February 18, 2004|Roger Vincent | Times Staff Writer

Los Angeles real estate services giant CB Richard Ellis Group Inc. wants to go public -- again.

The company plans to sell as much as $150 million worth of stock in an initial public offering, according to a Tuesday filing with the Securities and Exchange Commission.

The filing didn't reveal how many shares the company planned to sell, an estimated offering price or when the shares would be sold.

The money would be used to pay off debt -- including the remaining $38.3 million of the company's 16% senior notes due 2011 -- and for other general corporate purposes. Underwriters for the offering are Credit Suisse First Boston and Citigroup Inc. Shares would trade on the New York Stock Exchange under the ticker symbol CBG.

CB Richard Ellis Group, formerly CBRE Holdings, said it was the world's largest commercial real estate services firm in terms of 2002 revenue. It has 13,500 employees in 220 offices in the U.S. and abroad and offers such services as brokerage, appraisal and property management.

CB Commercial, as the company was known, went public in 1996 and merged with Richard Ellis in 1998. CB Richard Ellis went private again during a real estate recession in 2001 and acquired competitor Insignia Financial Group last year.

The company has picked an opportune time to return to the public equity market, analyst Jim Sullivan of Green Street Advisors said.

Although the real estate segment has cooled a bit in recent months, stocks of many home builders and real estate investment trusts are trading at or near all-time highs, he said.
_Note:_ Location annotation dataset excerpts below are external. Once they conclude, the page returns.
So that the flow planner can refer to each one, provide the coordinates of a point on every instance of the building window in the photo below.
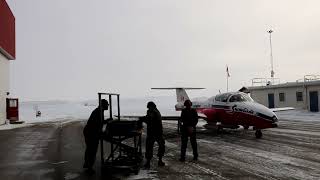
(282, 97)
(299, 96)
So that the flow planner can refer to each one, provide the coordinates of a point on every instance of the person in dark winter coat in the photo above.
(92, 134)
(189, 120)
(154, 133)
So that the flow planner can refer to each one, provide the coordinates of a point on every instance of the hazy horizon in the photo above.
(70, 50)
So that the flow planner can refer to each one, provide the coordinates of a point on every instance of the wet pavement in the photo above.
(55, 151)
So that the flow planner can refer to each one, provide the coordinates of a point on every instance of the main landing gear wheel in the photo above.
(258, 134)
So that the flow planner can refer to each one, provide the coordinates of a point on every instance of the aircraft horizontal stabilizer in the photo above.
(281, 109)
(176, 88)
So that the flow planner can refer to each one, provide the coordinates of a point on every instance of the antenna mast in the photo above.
(271, 56)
"There is an avalanche of money, public and private, looking to buy real estate or real estate securities," Sullivan said.

It's also a good time for initial public stock offerings overall. So far this year, 22 companies have gone public -- the fastest pace since 2000.

Real estate services companies have often disappointed investors because their business tends to be cyclical and revenues are hard to predict, said John Cushman, chairman of real estate services firm Cushman & Wakefield, which is a private company. But taking the opportunity to pay off debt might be a smart move.

"You don't want a lot of debt when swings can be so great" in the industry, Cushman said. Companies saddled with debt when the real estate market turned south have been punished by Wall Street, he said.

But Mark Rose, chief operating officer of real estate services firm Jones Lang LaSalle Inc., said there were advantages to being a public company.

"The people we work for are public," Rose said. "We understand the pain they're going through and the problems they have to solve."